I am working on google map and trying to find specified place. But, sometimes I get more results of specified place (as I am trying to search the place with its name in whole city). So I have limited the output to first three matched suggestions and excluded all results beyond that. But the issue is, there is still possibility that first 3 matched suggestions are of same place and I want to show only one suggestion from them to make the suggestions precise. For Example:
1st and 2nd suggestions are indicating same place.
Now I want to apply prediction approach (using probability) to find that 1st and 2nd suggestions are same places and 3rd is different place.
What was my approach:-
var p = [], ap = []; //p -- places & ap -- array of splitted strings
p[0] = "Pizza Hut, MI Road, Jaipur";
p[1] = "Pizza Hut, MI Road, Ajmeri Gate, Jaipur";
p[2] = "Pizza Hut, Malviya Nagar, Jaipur";
//split all places
ap[0] = p[0].split(",");
ap[1] = p[1].split(",");
ap[2] = p[2].split(",");
/*
--- Theoretically ---
### Splitting strings into symbols ###
string_symbols_1 = a1, a2, a3; --- a1 = "Pizza Hut", a2 = "MI Road", a3="Jaipur";
string_symbols_2 = b1, b2, b3, b4; --- b1 = "Pizza Hut", b2 = "MI Road", b3 = "Ajmeri
Gate", b4 = "Jaipur"
string_symbols_3 = c1, c2, c3; --- c1 = "Pizza Hut", c2 = "Malviya Nagar", c3 =
"Jaipur"
### On Prediction Basis ###
I am trying to evaluate that if 60% of the symbols match with
another string symbols then there is probability that both strings are
same.
From above case I am considering if I am able to find >40% unique
symbols in both strings (that is being compared) then there is
probability that both strings are unique. (It will reduce the 60%
comparison to 40% comparison in best cases).
Once found the unique strings return their indexes;
*/
//pseudo implementation
function findUniquePlaces(ap){
//stuck here..
//now match the splitted string arrays to find the unique places
//what should be the logic
return index(0 and 2)
}
I know how can I implement this.
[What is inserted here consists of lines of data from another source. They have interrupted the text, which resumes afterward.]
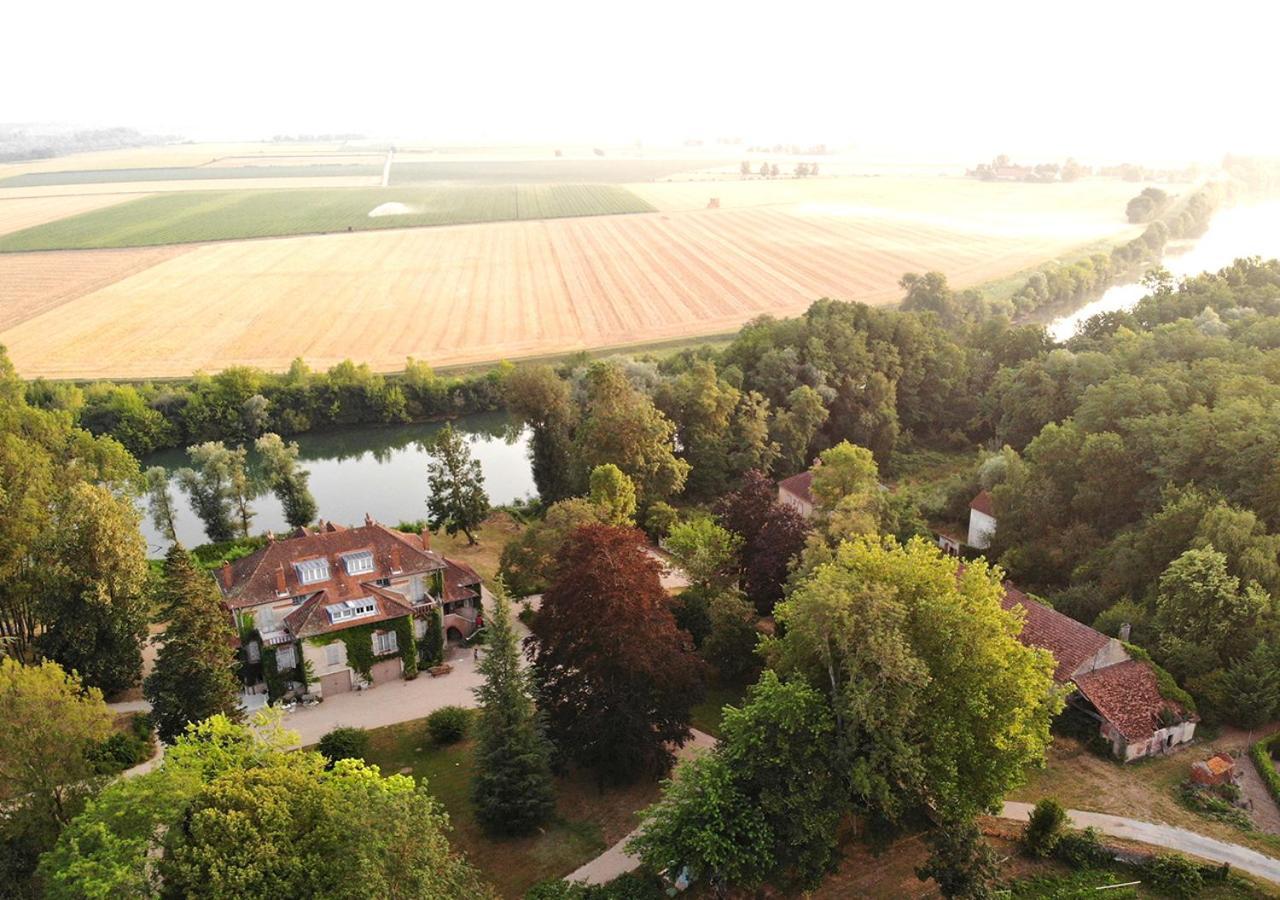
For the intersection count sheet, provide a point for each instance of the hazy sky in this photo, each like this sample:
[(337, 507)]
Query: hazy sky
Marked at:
[(933, 81)]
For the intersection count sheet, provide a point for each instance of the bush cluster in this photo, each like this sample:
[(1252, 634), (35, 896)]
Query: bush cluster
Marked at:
[(1264, 759), (344, 743)]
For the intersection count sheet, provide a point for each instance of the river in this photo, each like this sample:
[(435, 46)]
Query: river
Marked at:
[(380, 470), (1233, 232)]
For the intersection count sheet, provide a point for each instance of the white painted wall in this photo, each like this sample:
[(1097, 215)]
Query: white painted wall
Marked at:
[(982, 528)]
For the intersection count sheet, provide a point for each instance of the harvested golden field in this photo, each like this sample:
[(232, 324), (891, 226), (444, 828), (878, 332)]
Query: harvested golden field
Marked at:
[(18, 213), (474, 293), (170, 154), (35, 283), (137, 188)]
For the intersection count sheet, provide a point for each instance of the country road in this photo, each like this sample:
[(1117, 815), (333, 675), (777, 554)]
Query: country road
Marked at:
[(1165, 836)]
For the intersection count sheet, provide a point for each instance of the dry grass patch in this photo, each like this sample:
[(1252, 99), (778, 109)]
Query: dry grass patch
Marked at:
[(1144, 790), (476, 293), (32, 284)]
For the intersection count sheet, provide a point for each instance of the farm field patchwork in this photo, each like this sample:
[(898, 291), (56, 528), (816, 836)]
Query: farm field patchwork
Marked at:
[(30, 284), (187, 173), (467, 295), (219, 215), (19, 213), (560, 170)]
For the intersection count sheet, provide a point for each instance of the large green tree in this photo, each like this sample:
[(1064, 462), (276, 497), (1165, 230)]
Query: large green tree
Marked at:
[(937, 703), (543, 400), (94, 598), (286, 479), (50, 722), (195, 671), (621, 425), (457, 501), (231, 813), (208, 483), (512, 787), (764, 804)]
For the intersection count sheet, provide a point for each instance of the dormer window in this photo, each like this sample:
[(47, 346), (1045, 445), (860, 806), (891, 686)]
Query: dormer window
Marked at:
[(348, 610), (359, 562), (312, 571)]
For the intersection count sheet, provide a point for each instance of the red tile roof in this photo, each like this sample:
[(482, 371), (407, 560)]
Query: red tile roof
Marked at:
[(256, 578), (983, 503), (799, 485), (1127, 695), (1072, 643), (312, 617)]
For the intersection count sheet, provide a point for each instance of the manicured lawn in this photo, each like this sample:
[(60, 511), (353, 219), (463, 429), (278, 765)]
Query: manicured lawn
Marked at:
[(586, 822), (492, 537), (1143, 790), (709, 712)]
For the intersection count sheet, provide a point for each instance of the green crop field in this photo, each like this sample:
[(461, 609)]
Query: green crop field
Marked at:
[(227, 215), (186, 173), (549, 170)]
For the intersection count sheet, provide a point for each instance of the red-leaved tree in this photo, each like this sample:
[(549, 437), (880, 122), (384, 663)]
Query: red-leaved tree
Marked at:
[(772, 535), (616, 677)]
But I want to know what would be the best possible way to implement the same. I want to ensure that this task mustn't be computationally intensive task. I have heard of map reduce technique. Should I use map reduce technique or there is some other technique that could be more computationally cheaper.
The general theory behind this would be string metric https://en.wikipedia.org/wiki/String_metric calculating distance between strings and then just use one of ready solutions:
https://www.npmjs.com/package/fast-levenshtein
https://www.npmjs.com/package/js-levenshtein
https://www.npmjs.com/package/string-similarity
or look for anything else you can find in google npm string distance
Those are pretty fast so your issue may be more with size than speed.
Or you can use fuzzy search https://glench.github.io/fuzzyset.js/
Also, it's probable that this list you get already uses these algorithms underneath so just take first?